Poetry Matters explores poetry written by women from the United States and Canada, which documents the social and political turmoil of the early twenty-first century and places this poetry in dialogue with recent currents of feminist theory including new materialism, affect theory, posthumanism, and feminist engagements with neoliberalism and capitalism. Central to this project is the conviction that a poetics that explores the political dimensions of affect; demonstrates an understanding of subjectivity as posthuman and transcorporeal; critically reflects on the impact of capitalism on queer, racialized, and female bodies; and develops an ethical vocabulary for reimagining the nation state and critically engaging with issues of democracy and citizenship is now more urgent than ever before. 

Milne focuses on poetry published after 2001 by writers who mostly began writing after the feminist writing movements of the 1980s, but who have inherited and built upon their political and aesthetic legacies. The poets discussed in this book—including Jennifer Scappettone, Margaret Christakos, Larissa Lai, Rita Wong, Nikki Reimer, Rachel Zolf, Yedda Morrison, Marcella Durand, Evelyn Reilly, Juliana Spahr, Claudia Rankine, Dionne Brand, Jena Osman, and Jen Benka—bring a sense of political agency to poetry.

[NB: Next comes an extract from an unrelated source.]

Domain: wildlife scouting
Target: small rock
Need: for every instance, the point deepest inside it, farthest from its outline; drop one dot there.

These voices seek new vocabularies and dissenting critical and aesthetic frameworks for thinking across issues of gender, materiality, capitalism, the toxic convergences of nationalism and racism, and the decline of democratic institutions. This is poetry that matters—both in its political urgency and in its attentiveness to the world as “matter”—as a material entity under siege. It could not be more timely or more relevant. 


Product Details

ISBN-13: 9781609385781
Publisher: University of Iowa Press
Publication date: 05/15/2018
Series: Contemp North American Poetry
Sold by: Barnes & Noble
Format: eBook
Pages: 278
File size: 2 MB

About the Author

Heather Milne is an associate professor of English at the University of Winnipeg, where she teaches feminist studies, queer theory, and contemporary poetry. She is the coeditor of Prismatic Publics: Innovative Canadian Women’s Poetry and Poetics
 

Read an Excerpt

CHAPTER 1

Strategic Embodiment: Materiality, Proceduralism, and Biopolitics in Jennifer Scappettone's From Dame Quickly, Margaret Christakos's What Stirs, and Larissa Lai and Rita Wong's sybil unrest

Neither Fish nor Flesh: Jennifer Scappettone's Materialist Poetics

From Dame Quickly (Scappettone 2009b) is striking as a material object. Its pages are eight and a half inches tall by eleven inches wide, making it much larger than most books of poetry; the wide pages accommodate Scappettone's often extremely long lines, and in some cases, allow for more than one column of poetry to be printed on a single page. One section of the book is comprised of vibrant collages of texts and images printed in full color on glossy paper. The care and attention paid to the form and design of this book reflect an appreciation of the book as an object or material "thing" and can be read as a manifestation of Scappettone's overarching interest in the reclamation of matter and materiality and the ways that matter can function not only as a container for content, but also as an active site of meaning-making.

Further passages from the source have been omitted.